In a matter of minutes, Ron DeFeo Jr. slaughtered his entire family as they slept, his mother, father, two sisters, and two brothers. After suggesting they were victims of a mob hit, DeFeo, the 23-year-old lone survivor of the family, was offered police protection.

Laura DiDio, an Amityville historian, said, "His alibi kept changing very quickly but when detectives finally broke him, he said it all happened so fast he couldn't stop."

That prompted the late demonologist Lorraine Warren to claim, "Ron DeFeo was demonically influenced in committing that horrible crime."

Years back, I interviewed DeFeo's defense attorney and asked, "Was Ronnie possessed?"

"No, he was insane," was the response I got.

The jury never bought the insanity defense and he was found guilty and sentenced to six consecutive 25 life terms.
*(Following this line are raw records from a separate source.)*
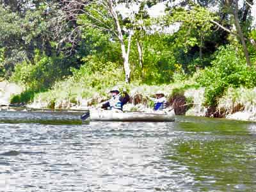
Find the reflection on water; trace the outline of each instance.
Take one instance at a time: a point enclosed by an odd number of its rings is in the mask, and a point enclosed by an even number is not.
[[[1,113],[0,191],[256,191],[253,123],[82,125],[77,113]]]

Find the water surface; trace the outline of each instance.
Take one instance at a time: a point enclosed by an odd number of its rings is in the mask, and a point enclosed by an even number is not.
[[[0,191],[256,191],[256,124],[0,111]]]

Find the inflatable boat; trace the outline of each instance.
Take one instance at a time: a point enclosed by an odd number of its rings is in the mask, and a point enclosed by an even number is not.
[[[124,112],[117,113],[107,110],[90,111],[91,121],[109,122],[174,122],[175,115],[174,111],[157,113]]]

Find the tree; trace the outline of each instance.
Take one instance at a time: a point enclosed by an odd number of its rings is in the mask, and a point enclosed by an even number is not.
[[[116,9],[118,5],[122,2],[114,0],[75,0],[63,1],[61,3],[63,4],[61,7],[62,10],[65,13],[65,15],[62,15],[59,20],[64,20],[67,18],[72,18],[80,24],[72,31],[67,33],[65,40],[71,40],[74,45],[76,36],[73,39],[71,37],[74,34],[79,33],[79,30],[86,26],[98,28],[106,33],[111,33],[112,40],[117,39],[120,43],[125,82],[130,83],[131,67],[129,56],[134,31],[132,28],[127,28],[125,22],[122,20],[120,13]],[[134,3],[136,2],[131,1],[129,3],[125,3],[125,5],[129,7]],[[61,28],[60,30],[62,29]],[[63,39],[61,42],[65,40]]]

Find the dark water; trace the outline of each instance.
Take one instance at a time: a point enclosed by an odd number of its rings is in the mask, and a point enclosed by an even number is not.
[[[256,191],[256,124],[0,111],[0,191]]]

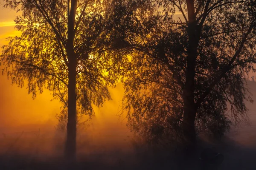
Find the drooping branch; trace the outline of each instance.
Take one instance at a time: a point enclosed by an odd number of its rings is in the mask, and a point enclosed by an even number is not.
[[[68,87],[68,85],[65,82],[65,81],[64,81],[64,80],[61,79],[61,78],[59,77],[57,75],[52,74],[52,73],[49,73],[48,71],[47,71],[45,69],[44,69],[44,68],[42,68],[41,67],[40,67],[38,66],[35,65],[33,64],[32,63],[27,63],[24,62],[23,62],[20,61],[18,61],[17,60],[13,60],[13,59],[9,59],[9,60],[10,60],[11,62],[17,62],[20,64],[21,64],[23,65],[27,65],[31,67],[32,67],[34,68],[36,68],[38,70],[39,70],[40,71],[42,71],[42,72],[43,72],[44,74],[47,74],[47,75],[49,75],[50,76],[53,76],[53,77],[56,78],[56,79],[57,79],[58,80],[59,80],[59,81],[60,81],[62,83],[63,83],[63,84],[64,84],[64,85],[65,85],[67,87]]]
[[[208,88],[206,90],[204,93],[198,99],[198,100],[196,103],[196,105],[197,107],[199,107],[200,106],[201,104],[204,101],[204,98],[205,98],[205,97],[211,93],[212,90],[214,88],[216,85],[217,84],[218,82],[219,82],[221,79],[225,76],[226,74],[230,69],[232,64],[233,63],[236,59],[240,55],[248,35],[251,32],[253,28],[256,26],[256,21],[254,20],[251,23],[250,27],[249,27],[246,34],[245,34],[243,37],[236,53],[234,54],[231,59],[230,60],[228,63],[221,70],[220,73],[219,73],[218,75],[216,76],[215,78],[214,79],[214,80],[209,86]]]

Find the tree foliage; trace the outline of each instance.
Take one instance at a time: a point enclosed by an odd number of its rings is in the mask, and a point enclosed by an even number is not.
[[[33,98],[44,88],[49,90],[54,98],[62,102],[64,110],[68,106],[70,3],[69,0],[6,0],[6,7],[22,11],[22,16],[15,20],[22,34],[9,38],[9,44],[3,47],[2,59],[13,83],[22,87],[27,80],[29,93]],[[107,46],[106,37],[112,37],[111,28],[119,22],[118,18],[116,23],[111,20],[116,15],[111,3],[110,0],[78,2],[74,39],[78,114],[93,116],[92,105],[99,106],[105,99],[110,99],[108,87],[118,79],[122,64],[117,64],[119,59]]]
[[[132,49],[123,79],[128,125],[151,142],[183,135],[189,64],[194,67],[189,90],[191,106],[196,108],[196,133],[223,135],[232,122],[246,120],[245,102],[252,102],[244,80],[255,71],[255,2],[191,1],[191,23],[189,1],[148,1],[153,9],[135,16],[138,19],[129,24],[138,31],[124,39]],[[182,18],[177,19],[175,12]],[[198,45],[195,59],[189,60],[192,24]]]

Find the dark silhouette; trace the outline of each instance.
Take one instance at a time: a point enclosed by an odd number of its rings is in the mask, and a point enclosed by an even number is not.
[[[192,148],[197,134],[221,136],[246,119],[256,6],[250,0],[151,2],[145,16],[129,23],[136,34],[122,37],[133,49],[124,80],[128,124],[147,140],[178,136]],[[151,130],[156,124],[157,135]]]
[[[108,86],[118,79],[121,66],[113,66],[120,59],[105,45],[122,16],[114,17],[114,3],[6,0],[4,5],[22,12],[15,20],[21,37],[9,38],[3,47],[4,71],[21,87],[27,80],[33,98],[46,88],[63,103],[67,112],[65,155],[71,162],[76,159],[78,114],[93,116],[92,105],[110,99]]]

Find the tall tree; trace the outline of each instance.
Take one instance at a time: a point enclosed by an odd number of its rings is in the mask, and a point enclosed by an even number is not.
[[[67,110],[65,153],[71,162],[76,159],[78,114],[91,116],[93,104],[111,99],[108,86],[118,80],[122,66],[105,45],[121,18],[112,1],[5,0],[5,7],[22,14],[15,20],[21,36],[9,38],[3,47],[4,71],[21,87],[27,80],[33,98],[47,88],[62,102],[62,112]]]
[[[137,33],[123,39],[132,51],[124,79],[129,125],[151,139],[182,136],[189,146],[200,130],[223,134],[246,117],[255,1],[148,2],[155,10],[134,17]]]

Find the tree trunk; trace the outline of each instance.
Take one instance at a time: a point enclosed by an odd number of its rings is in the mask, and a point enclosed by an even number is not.
[[[76,63],[75,59],[69,60],[69,61],[68,108],[65,153],[69,162],[74,162],[76,161]]]
[[[195,7],[193,0],[187,0],[188,24],[189,46],[186,72],[186,82],[183,89],[184,115],[183,130],[187,147],[195,146],[196,133],[195,121],[196,108],[194,101],[195,77],[197,49],[198,38],[197,35],[197,23],[195,20]]]
[[[67,40],[66,51],[68,60],[68,102],[67,141],[65,156],[67,163],[73,164],[76,160],[76,65],[77,60],[74,49],[75,20],[77,0],[71,0],[70,11],[68,14]]]

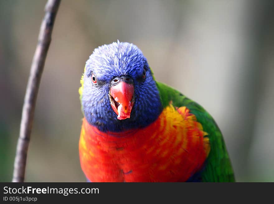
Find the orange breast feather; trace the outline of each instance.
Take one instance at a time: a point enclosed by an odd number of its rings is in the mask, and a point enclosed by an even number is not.
[[[94,182],[185,181],[209,153],[206,135],[188,109],[172,105],[148,127],[120,133],[101,132],[84,118],[81,166]]]

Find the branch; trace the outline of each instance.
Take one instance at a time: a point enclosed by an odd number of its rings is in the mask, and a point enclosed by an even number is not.
[[[45,14],[40,29],[38,43],[32,59],[23,106],[12,182],[23,182],[25,179],[27,155],[36,99],[47,53],[51,39],[54,20],[60,1],[48,0],[45,7]]]

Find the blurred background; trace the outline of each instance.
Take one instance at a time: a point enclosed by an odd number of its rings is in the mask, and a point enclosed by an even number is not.
[[[11,180],[26,88],[46,1],[0,0],[0,181]],[[94,48],[136,45],[155,77],[201,105],[239,182],[274,182],[274,1],[61,2],[27,157],[27,182],[85,181],[78,90]]]

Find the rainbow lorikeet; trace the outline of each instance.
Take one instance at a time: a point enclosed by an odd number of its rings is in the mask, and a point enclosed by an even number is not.
[[[79,150],[88,181],[234,181],[213,118],[156,81],[136,46],[96,49],[81,81]]]

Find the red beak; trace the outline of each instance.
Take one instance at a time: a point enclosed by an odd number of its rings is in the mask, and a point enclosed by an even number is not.
[[[119,120],[129,118],[133,104],[131,104],[134,93],[132,84],[121,81],[110,88],[110,94],[117,103],[111,103],[112,109],[118,115]]]

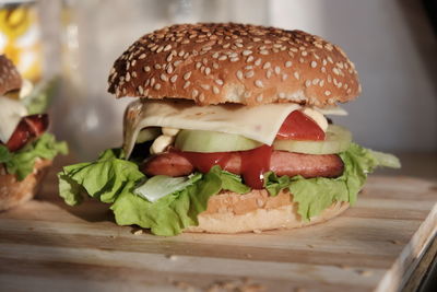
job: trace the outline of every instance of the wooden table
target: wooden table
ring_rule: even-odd
[[[405,176],[370,176],[320,225],[158,237],[117,226],[102,203],[66,206],[54,174],[37,200],[0,213],[0,291],[414,289],[437,232],[437,184]]]

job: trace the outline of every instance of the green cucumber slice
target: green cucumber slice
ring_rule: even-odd
[[[305,154],[334,154],[346,151],[352,141],[349,130],[336,125],[329,125],[324,141],[274,140],[274,150]]]
[[[137,137],[137,143],[144,143],[150,140],[154,140],[161,135],[160,127],[150,127],[142,129]]]
[[[204,130],[181,130],[175,141],[178,150],[203,153],[245,151],[260,145],[239,135]]]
He died in prison three years ago.

A year after the murders, George and Kathy Lutz bought the beautiful colonial house and moved in with their children. 28 days later, they fled in horror.

"What drove them out was a culmination of events that had happened over the past month," DiDio recalled. "Green slime, black tar out of the faucets and sinks. They had changes in personality."

Their tale inspired Jay Anson's book The Amityville Horror. Then the movie, another movie, and another book. The story never ends.

DiDio understands, "People just love a good ghost story."

Is the Amityville story a horror or a hoax?

According to Defeo’s lawyer, the story was concocted with the Lutzs over dinner and wine. “About three bottles of wine," he said, adding, "Each bottle made it a better story.”

In 1979, I got to spend a night in that house in Amityville accompanied by demonologists, clairvoyants, and psychics.

At 3:15 a.m. Lorraine Warren and I sat in a dark candlelit room that supposedly had the strongest demonic presence. I felt nothing unusual, but she proclaimed it was the “closest to hell she ever wants to get.”

In one of his letters to me from prison, Defeo declared the Amityville story was a hoax and all about money and said he was angry he was cut out of the lucrative book and movie deal.

Over the past five decades, multiple families have lived in the beautiful colonial house on Ocean Avenue. None has reported any occult happenings. But believers still flock there each year to see that house and its story that has become a cottage industry… a ghost story that will endure for generations to come.